En avril, au plus fort des restrictions, le port ne fonctionnait qu’à environ 50% de sa capacité «ce qui fait donc une grande différence», remarque l’économiste Iris Pang, de la banque ING. L’électronique a constitué le mois dernier le principal levier pour le commerce chinois, aussi bien pour les importations (notamment de puces) que les exportations, souligne-t-elle. Depuis deux ans, les exportations chinoises ont largement profité des besoins du reste du monde en matériel pour le télétravail. Mais cette demande est désormais «moins robuste», nuance l’économiste.

Logiquement, l’excédent commercial de la Chine a bondi en mai pour atteindre 78,76 milliards de dollars (73,42 milliards d’euros). Il s’élevait un mois plus tôt à 51,1 milliards de dollars. Après deux mois d’un confinement éreintant pour les habitants et l’économie, Shanghai a levé début juin la plupart des restrictions anti-covid. De son côté, la capitale Pékin qui tournait au ralenti le mois dernier après un regain épidémique, a retrouvé ces derniers jours une vie quasi-normale.

«Redoubler d’efforts»

Cela va permettre à la consommation de «se redresser» ce qui mécaniquement entraînera un rebond plus marqué des importations au second semestre, prévient M. Biswas. Les mesures sanitaires ont ces derniers mois découragé les déplacements et pénalisé la consommation des ménages, menaçant désormais la croissance du géant asiatique.

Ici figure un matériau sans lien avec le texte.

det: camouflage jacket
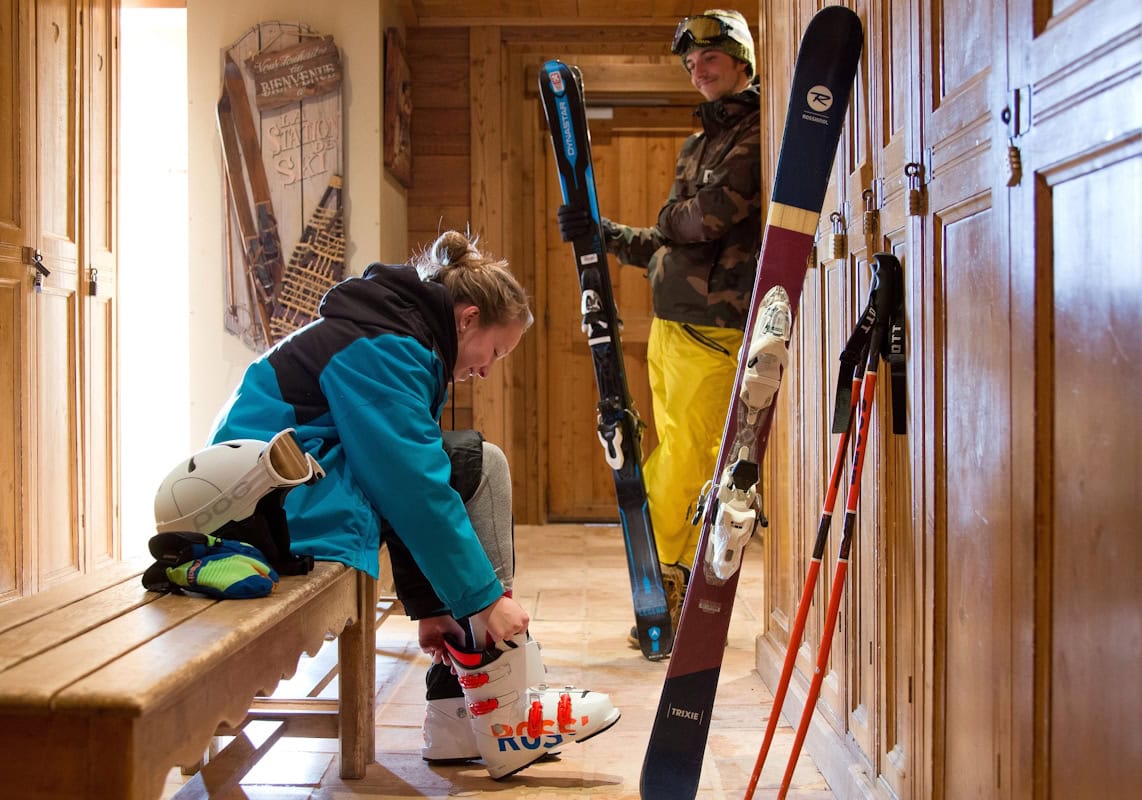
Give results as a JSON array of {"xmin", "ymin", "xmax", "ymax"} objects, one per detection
[{"xmin": 603, "ymin": 82, "xmax": 762, "ymax": 329}]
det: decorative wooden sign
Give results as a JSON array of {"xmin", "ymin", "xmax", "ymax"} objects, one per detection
[
  {"xmin": 384, "ymin": 27, "xmax": 412, "ymax": 188},
  {"xmin": 246, "ymin": 37, "xmax": 341, "ymax": 111},
  {"xmin": 219, "ymin": 22, "xmax": 345, "ymax": 351}
]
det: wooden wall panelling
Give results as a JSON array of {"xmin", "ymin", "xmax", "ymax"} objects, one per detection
[
  {"xmin": 29, "ymin": 0, "xmax": 82, "ymax": 589},
  {"xmin": 920, "ymin": 2, "xmax": 1014, "ymax": 799},
  {"xmin": 468, "ymin": 26, "xmax": 513, "ymax": 449},
  {"xmin": 500, "ymin": 43, "xmax": 546, "ymax": 522},
  {"xmin": 80, "ymin": 0, "xmax": 120, "ymax": 568},
  {"xmin": 866, "ymin": 0, "xmax": 923, "ymax": 797},
  {"xmin": 757, "ymin": 0, "xmax": 803, "ymax": 712},
  {"xmin": 405, "ymin": 27, "xmax": 472, "ymax": 250},
  {"xmin": 1008, "ymin": 0, "xmax": 1142, "ymax": 798},
  {"xmin": 405, "ymin": 27, "xmax": 475, "ymax": 429},
  {"xmin": 0, "ymin": 0, "xmax": 37, "ymax": 601}
]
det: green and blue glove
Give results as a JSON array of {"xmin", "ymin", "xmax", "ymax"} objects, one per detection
[{"xmin": 143, "ymin": 533, "xmax": 278, "ymax": 600}]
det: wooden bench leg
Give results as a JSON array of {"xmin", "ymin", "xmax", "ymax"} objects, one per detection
[{"xmin": 337, "ymin": 572, "xmax": 377, "ymax": 778}]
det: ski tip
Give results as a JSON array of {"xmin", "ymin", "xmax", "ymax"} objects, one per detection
[{"xmin": 802, "ymin": 6, "xmax": 864, "ymax": 51}]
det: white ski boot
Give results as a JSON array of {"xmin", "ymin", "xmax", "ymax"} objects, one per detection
[
  {"xmin": 420, "ymin": 664, "xmax": 480, "ymax": 763},
  {"xmin": 420, "ymin": 637, "xmax": 557, "ymax": 763},
  {"xmin": 440, "ymin": 636, "xmax": 621, "ymax": 779}
]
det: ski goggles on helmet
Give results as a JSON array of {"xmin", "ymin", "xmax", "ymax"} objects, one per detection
[
  {"xmin": 155, "ymin": 428, "xmax": 325, "ymax": 533},
  {"xmin": 258, "ymin": 428, "xmax": 325, "ymax": 487},
  {"xmin": 670, "ymin": 14, "xmax": 730, "ymax": 56}
]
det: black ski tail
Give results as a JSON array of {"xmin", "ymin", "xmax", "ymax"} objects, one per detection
[{"xmin": 641, "ymin": 6, "xmax": 863, "ymax": 800}]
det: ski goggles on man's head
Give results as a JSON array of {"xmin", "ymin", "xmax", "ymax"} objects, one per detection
[{"xmin": 670, "ymin": 14, "xmax": 730, "ymax": 56}]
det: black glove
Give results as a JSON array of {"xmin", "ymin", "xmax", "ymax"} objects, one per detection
[{"xmin": 557, "ymin": 200, "xmax": 595, "ymax": 242}]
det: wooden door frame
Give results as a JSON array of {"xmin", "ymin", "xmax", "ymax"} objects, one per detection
[{"xmin": 469, "ymin": 34, "xmax": 693, "ymax": 524}]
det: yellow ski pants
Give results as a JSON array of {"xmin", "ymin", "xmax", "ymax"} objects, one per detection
[{"xmin": 643, "ymin": 317, "xmax": 743, "ymax": 568}]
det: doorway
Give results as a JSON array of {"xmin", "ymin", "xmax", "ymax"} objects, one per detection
[{"xmin": 119, "ymin": 8, "xmax": 192, "ymax": 557}]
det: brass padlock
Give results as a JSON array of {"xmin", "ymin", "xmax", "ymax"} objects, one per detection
[
  {"xmin": 860, "ymin": 189, "xmax": 880, "ymax": 237},
  {"xmin": 32, "ymin": 250, "xmax": 51, "ymax": 294},
  {"xmin": 1007, "ymin": 142, "xmax": 1023, "ymax": 186},
  {"xmin": 904, "ymin": 161, "xmax": 924, "ymax": 217},
  {"xmin": 829, "ymin": 211, "xmax": 849, "ymax": 261}
]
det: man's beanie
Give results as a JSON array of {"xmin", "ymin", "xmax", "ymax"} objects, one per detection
[{"xmin": 675, "ymin": 8, "xmax": 756, "ymax": 76}]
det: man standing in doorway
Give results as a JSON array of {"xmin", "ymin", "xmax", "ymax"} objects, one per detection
[{"xmin": 560, "ymin": 9, "xmax": 762, "ymax": 643}]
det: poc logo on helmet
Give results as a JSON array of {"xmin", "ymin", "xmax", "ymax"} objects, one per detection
[{"xmin": 193, "ymin": 470, "xmax": 259, "ymax": 531}]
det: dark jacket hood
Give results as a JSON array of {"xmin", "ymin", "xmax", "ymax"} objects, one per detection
[
  {"xmin": 319, "ymin": 262, "xmax": 458, "ymax": 381},
  {"xmin": 694, "ymin": 79, "xmax": 762, "ymax": 135}
]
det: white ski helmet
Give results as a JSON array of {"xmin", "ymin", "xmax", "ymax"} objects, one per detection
[{"xmin": 154, "ymin": 428, "xmax": 325, "ymax": 574}]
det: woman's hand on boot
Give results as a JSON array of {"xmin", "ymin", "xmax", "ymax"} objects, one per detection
[
  {"xmin": 473, "ymin": 595, "xmax": 531, "ymax": 641},
  {"xmin": 417, "ymin": 614, "xmax": 465, "ymax": 664}
]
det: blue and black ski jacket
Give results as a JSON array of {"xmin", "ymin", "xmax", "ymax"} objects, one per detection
[{"xmin": 211, "ymin": 264, "xmax": 504, "ymax": 616}]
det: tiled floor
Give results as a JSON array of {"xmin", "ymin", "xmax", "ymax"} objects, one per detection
[{"xmin": 164, "ymin": 525, "xmax": 833, "ymax": 800}]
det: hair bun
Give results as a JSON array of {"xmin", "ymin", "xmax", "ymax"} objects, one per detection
[{"xmin": 432, "ymin": 231, "xmax": 477, "ymax": 267}]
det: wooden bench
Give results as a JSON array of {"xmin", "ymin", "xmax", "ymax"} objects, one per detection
[{"xmin": 0, "ymin": 554, "xmax": 377, "ymax": 800}]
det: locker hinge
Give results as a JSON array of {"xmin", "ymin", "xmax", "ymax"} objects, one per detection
[{"xmin": 1005, "ymin": 86, "xmax": 1031, "ymax": 139}]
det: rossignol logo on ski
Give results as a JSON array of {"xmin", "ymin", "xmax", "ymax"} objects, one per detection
[
  {"xmin": 801, "ymin": 83, "xmax": 833, "ymax": 124},
  {"xmin": 669, "ymin": 705, "xmax": 702, "ymax": 725}
]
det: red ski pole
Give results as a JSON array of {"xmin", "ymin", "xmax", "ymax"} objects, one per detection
[
  {"xmin": 745, "ymin": 262, "xmax": 879, "ymax": 800},
  {"xmin": 745, "ymin": 364, "xmax": 864, "ymax": 800},
  {"xmin": 778, "ymin": 253, "xmax": 900, "ymax": 800}
]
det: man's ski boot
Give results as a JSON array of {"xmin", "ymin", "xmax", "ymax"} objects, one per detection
[{"xmin": 423, "ymin": 636, "xmax": 621, "ymax": 779}]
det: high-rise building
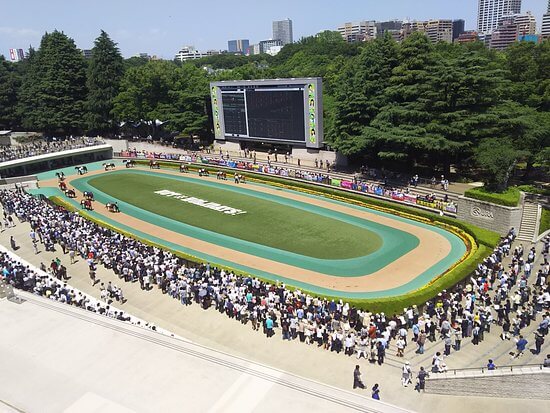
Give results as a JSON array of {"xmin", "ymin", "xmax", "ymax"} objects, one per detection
[
  {"xmin": 477, "ymin": 0, "xmax": 521, "ymax": 35},
  {"xmin": 338, "ymin": 20, "xmax": 376, "ymax": 43},
  {"xmin": 453, "ymin": 19, "xmax": 465, "ymax": 42},
  {"xmin": 376, "ymin": 20, "xmax": 403, "ymax": 37},
  {"xmin": 227, "ymin": 39, "xmax": 250, "ymax": 54},
  {"xmin": 174, "ymin": 46, "xmax": 206, "ymax": 62},
  {"xmin": 426, "ymin": 19, "xmax": 453, "ymax": 43},
  {"xmin": 490, "ymin": 12, "xmax": 537, "ymax": 50},
  {"xmin": 401, "ymin": 19, "xmax": 453, "ymax": 43},
  {"xmin": 456, "ymin": 30, "xmax": 479, "ymax": 43},
  {"xmin": 273, "ymin": 19, "xmax": 293, "ymax": 46},
  {"xmin": 540, "ymin": 0, "xmax": 550, "ymax": 39},
  {"xmin": 259, "ymin": 39, "xmax": 284, "ymax": 54}
]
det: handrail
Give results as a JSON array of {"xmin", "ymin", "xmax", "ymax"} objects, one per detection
[{"xmin": 446, "ymin": 363, "xmax": 544, "ymax": 376}]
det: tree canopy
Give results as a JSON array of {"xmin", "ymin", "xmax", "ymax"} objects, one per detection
[{"xmin": 0, "ymin": 31, "xmax": 550, "ymax": 186}]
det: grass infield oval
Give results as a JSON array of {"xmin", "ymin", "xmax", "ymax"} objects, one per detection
[{"xmin": 88, "ymin": 172, "xmax": 383, "ymax": 260}]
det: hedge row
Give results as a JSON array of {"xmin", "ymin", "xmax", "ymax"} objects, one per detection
[{"xmin": 464, "ymin": 187, "xmax": 520, "ymax": 207}]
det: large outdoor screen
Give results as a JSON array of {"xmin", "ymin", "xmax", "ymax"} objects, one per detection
[{"xmin": 211, "ymin": 78, "xmax": 322, "ymax": 147}]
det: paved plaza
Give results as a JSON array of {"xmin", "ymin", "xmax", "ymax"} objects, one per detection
[{"xmin": 0, "ymin": 211, "xmax": 550, "ymax": 413}]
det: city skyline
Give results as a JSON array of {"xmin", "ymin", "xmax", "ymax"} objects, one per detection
[{"xmin": 0, "ymin": 0, "xmax": 547, "ymax": 59}]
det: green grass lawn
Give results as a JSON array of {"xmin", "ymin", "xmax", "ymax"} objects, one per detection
[{"xmin": 89, "ymin": 172, "xmax": 382, "ymax": 259}]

Le Premier ministre Li Keqiang, qui ne cesse de dresser un constat morose de l’économie nationale, a exhorté mercredi à «redoubler d’efforts pour supprimer les obstacles» à la reprise, selon l’agence officielle Chine nouvelle. Craignant des sanctions de leur hiérarchie en cas d’apparition de cas de covid, certains responsables locaux tendent à privilégier des mesures sanitaires parfois zélées, au détriment de l’économie.

«Toutes les localités doivent coordonner efficacement la réponse au Covid-19 avec le développement économique […] et ramener l’activité à la normale aussi vite que possible», a insisté Li Keqiang, selon le compte-rendu d’une réunion consacrée à l’économie. Le ralentissement économique met en péril l’objectif de croissance d’environ 5,5% fixé par Pékin, dans une année politiquement sensible qui devrait voir Xi Jinping être reconduit à la tête du Parti communiste chinois (PCC) à l’automne.